Kirkus Reviews QR Code
COLOR ME ENGLISH by Caryl Phillips

COLOR ME ENGLISH

Migration and Belonging Before and After 9/11

by Caryl Phillips

Pub Date: June 1st, 2011
ISBN: 978-1-59558-650-6
Publisher: The New Press

A collection of essays on the themes of race, the African diaspora, otherness and identity, from a Caribbean-born, British-raised, and United States–based writer with a sharp eye for the tensions of modern society.

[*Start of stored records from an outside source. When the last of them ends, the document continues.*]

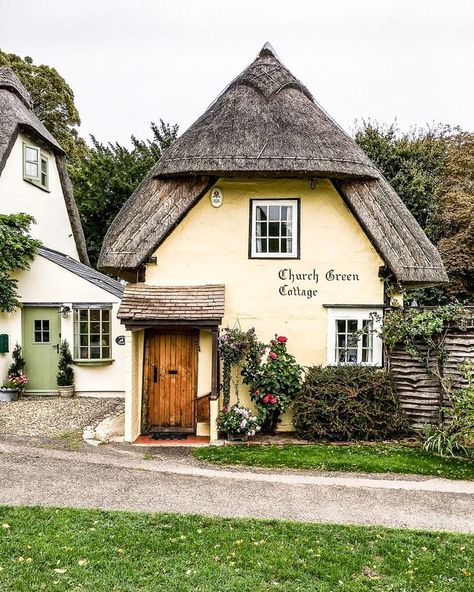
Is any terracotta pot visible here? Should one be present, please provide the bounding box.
[58,384,74,399]
[227,432,249,442]
[0,389,20,401]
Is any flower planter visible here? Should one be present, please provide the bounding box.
[58,384,74,399]
[227,432,249,442]
[0,389,19,401]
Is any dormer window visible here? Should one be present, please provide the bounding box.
[23,144,49,191]
[249,199,299,259]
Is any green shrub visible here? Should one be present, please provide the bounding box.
[293,366,409,441]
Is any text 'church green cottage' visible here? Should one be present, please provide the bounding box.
[99,44,447,440]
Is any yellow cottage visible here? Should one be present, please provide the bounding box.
[99,44,447,441]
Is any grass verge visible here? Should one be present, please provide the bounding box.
[0,507,474,592]
[194,444,474,479]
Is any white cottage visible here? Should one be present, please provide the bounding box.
[0,68,128,396]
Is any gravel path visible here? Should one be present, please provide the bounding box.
[0,397,124,437]
[0,438,474,533]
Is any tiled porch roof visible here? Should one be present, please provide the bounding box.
[117,284,225,324]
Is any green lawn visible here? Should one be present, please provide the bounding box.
[194,444,474,479]
[0,500,474,592]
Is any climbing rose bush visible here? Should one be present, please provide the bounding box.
[242,335,303,433]
[217,403,260,436]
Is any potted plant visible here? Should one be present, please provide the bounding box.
[0,377,19,401]
[56,339,74,397]
[217,403,260,442]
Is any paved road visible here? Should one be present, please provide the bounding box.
[0,440,474,533]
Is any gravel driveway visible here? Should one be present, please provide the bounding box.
[0,397,125,437]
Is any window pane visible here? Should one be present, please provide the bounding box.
[257,222,268,236]
[91,347,100,360]
[25,146,38,162]
[268,222,280,236]
[268,206,280,220]
[90,323,100,333]
[347,321,357,333]
[25,162,38,177]
[268,238,280,253]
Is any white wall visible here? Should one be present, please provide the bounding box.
[0,134,79,259]
[0,256,130,396]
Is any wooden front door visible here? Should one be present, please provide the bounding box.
[21,306,60,392]
[143,329,199,432]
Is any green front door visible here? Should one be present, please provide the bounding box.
[22,306,60,392]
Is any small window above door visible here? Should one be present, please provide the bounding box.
[249,199,299,259]
[23,143,49,191]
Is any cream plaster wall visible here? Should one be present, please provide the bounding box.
[146,179,384,429]
[0,255,130,396]
[0,134,79,259]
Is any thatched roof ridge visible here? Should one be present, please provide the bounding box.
[153,44,379,178]
[0,67,89,265]
[99,45,447,286]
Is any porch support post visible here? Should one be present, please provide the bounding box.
[209,327,219,442]
[211,327,219,401]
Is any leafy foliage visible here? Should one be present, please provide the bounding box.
[56,339,74,386]
[424,361,474,458]
[380,303,466,424]
[242,335,303,434]
[293,366,408,441]
[0,50,87,157]
[68,120,178,265]
[217,403,259,436]
[355,121,474,305]
[0,214,41,312]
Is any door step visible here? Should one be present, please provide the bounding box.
[150,432,189,440]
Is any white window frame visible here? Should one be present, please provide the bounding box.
[23,142,49,191]
[327,307,383,368]
[73,304,113,363]
[249,198,300,259]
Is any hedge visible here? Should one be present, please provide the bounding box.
[293,366,409,441]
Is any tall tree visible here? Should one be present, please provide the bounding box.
[0,50,87,157]
[438,132,474,302]
[355,121,474,304]
[69,120,178,265]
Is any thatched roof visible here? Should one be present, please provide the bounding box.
[0,67,89,264]
[99,44,447,285]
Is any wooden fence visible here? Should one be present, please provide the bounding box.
[387,307,474,428]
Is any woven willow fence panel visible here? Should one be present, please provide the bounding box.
[387,307,474,428]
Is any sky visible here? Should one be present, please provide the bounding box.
[0,0,474,144]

In what could be seen as a sequel to A New World Order: Essays (2001), Phillips, who is better known as a novelist (In the Falling Snow, 2009, etc.), again explores issues of migration and shares his insights into writers and their role in shaping their world. Written over nearly two decades and seemingly for a variety of publications, these highly personal musings open with Phillips’s childhood in Leeds, where for a time he was the only black child in his school. For a Muslim newcomer, Ali, the difference was culture and religion. Though Phillips found he was “being coloured English,” he saw that Ali remained an outsider. “Distant Shores” contains six pieces on his perceptions and experiences in both Europe and Africa. Europe, he writes, is no longer white and no longer Judeo-Christian, and it never will be again. However, with the help of literature as a bulwark against intolerance, societies can make the necessary transition and transform themselves. The longest section, titled “Outside In,” looks at writers in exile—e.g., James Baldwin in France, Ha Jin in the United States and Chinua Achebe in Canada. The four essays in “Homeland Security,” written between 2001 and 2006, show Phillips’ disappointment over the failure of America to live up to its image as a land of freedom and equality, but also his hope that storytelling will restore the spirit of the country. Profiles, movie and book reviews and autobiographical and journalistic sketches complete the collection.

Although linked by the author’s sense of history and his awareness of being an outsider, these pieces seem uncomfortable together, as though forced to migrate from earlier settings to this new home.